The only other challenge came when I returned to work after three months. We had or still have a breastfeeding room but it was so bad that I couldn’t even think of pumping from there. The best way out was to always pump on the go. My mother, who is also a nurse gave some useful tips that I think other mothers can also follow:

Find a great bra and pump

Having the right supplies will make pumping on the go significantly less stressful for you. Start by finding a great pumping bra that will allow you to effortlessly and comfortably pump without having to fidget with a traditional bra. The key is to find a bra that is comfortable and hands-free.

Keep your bag packed

As a mother, you know how deeply frustrating it can be to be rushing out the door last-minute and realize you haven’t packed your breast pump bag. It’s so important to make sure your supplies are always in one place. If possible, you may find it helpful to have more than one of everything you need so you can ensure you always have a set of essentials in your bag at all times.

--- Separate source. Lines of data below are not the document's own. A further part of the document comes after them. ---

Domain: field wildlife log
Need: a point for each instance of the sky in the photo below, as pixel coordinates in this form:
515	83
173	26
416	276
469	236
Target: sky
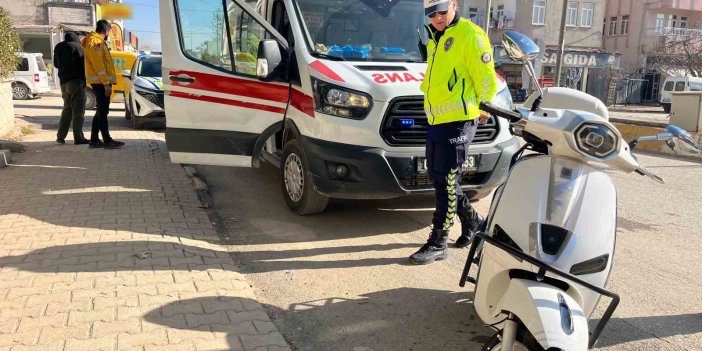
145	23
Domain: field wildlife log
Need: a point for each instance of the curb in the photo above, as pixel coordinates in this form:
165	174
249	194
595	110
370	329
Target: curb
631	131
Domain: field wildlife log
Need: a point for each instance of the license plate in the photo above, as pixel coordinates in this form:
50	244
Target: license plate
470	165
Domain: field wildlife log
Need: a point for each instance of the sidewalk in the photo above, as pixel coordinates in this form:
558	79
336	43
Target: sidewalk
636	108
109	250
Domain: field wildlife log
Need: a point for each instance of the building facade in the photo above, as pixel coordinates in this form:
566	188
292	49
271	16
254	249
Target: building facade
587	66
641	30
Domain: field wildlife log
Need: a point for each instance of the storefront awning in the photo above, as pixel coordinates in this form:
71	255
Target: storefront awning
75	28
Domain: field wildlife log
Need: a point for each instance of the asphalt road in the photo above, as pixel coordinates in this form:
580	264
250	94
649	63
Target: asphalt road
340	280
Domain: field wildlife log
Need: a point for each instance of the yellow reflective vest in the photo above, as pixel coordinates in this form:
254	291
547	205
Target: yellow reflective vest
99	68
460	73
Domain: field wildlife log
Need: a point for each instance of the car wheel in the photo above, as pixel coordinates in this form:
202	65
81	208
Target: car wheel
20	91
90	100
127	109
296	182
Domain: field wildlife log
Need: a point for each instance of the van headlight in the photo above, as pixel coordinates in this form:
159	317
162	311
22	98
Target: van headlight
596	140
340	102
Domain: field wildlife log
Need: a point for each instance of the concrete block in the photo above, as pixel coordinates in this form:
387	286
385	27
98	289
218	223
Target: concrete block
5	158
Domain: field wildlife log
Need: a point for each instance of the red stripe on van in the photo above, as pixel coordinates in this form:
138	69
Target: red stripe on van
217	100
320	67
302	102
235	86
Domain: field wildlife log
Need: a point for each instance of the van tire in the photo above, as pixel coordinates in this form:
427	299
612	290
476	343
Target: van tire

Another important tip to keep in mind is that you should always have a backup pump in case your bra or go-to suddenly stops working. You don’t want to be caught without any sort of pump at all. In addition to spare pieces, you should be sure to pack your pump, a power cord, pump bottles or bags, among other items.


Sometimes, pumping in your car or in a private conference room at work is your best bet for finding some peace and quiet. However, there are plenty of options for quiet pumping spots while traveling as well – you may just need to ask friends or family or investigate yourself.

Be patient and relax

If you are stressed, rushed or uncomfortable, you may notice that your milk ejection reflex is a bit slower, making it more difficult to pump. As much as possible, try to find a quiet space and cultivate an environment that makes you feel happy and relaxed. Bring headphones and play your favorite music or book. It might also help to take as many pictures of your baby on the phone and look at them to help you relax.

Learning how to pump on the go is a process, but you will soon be a pro. It will also help you to keep your baby breastfed, especially for the first six months.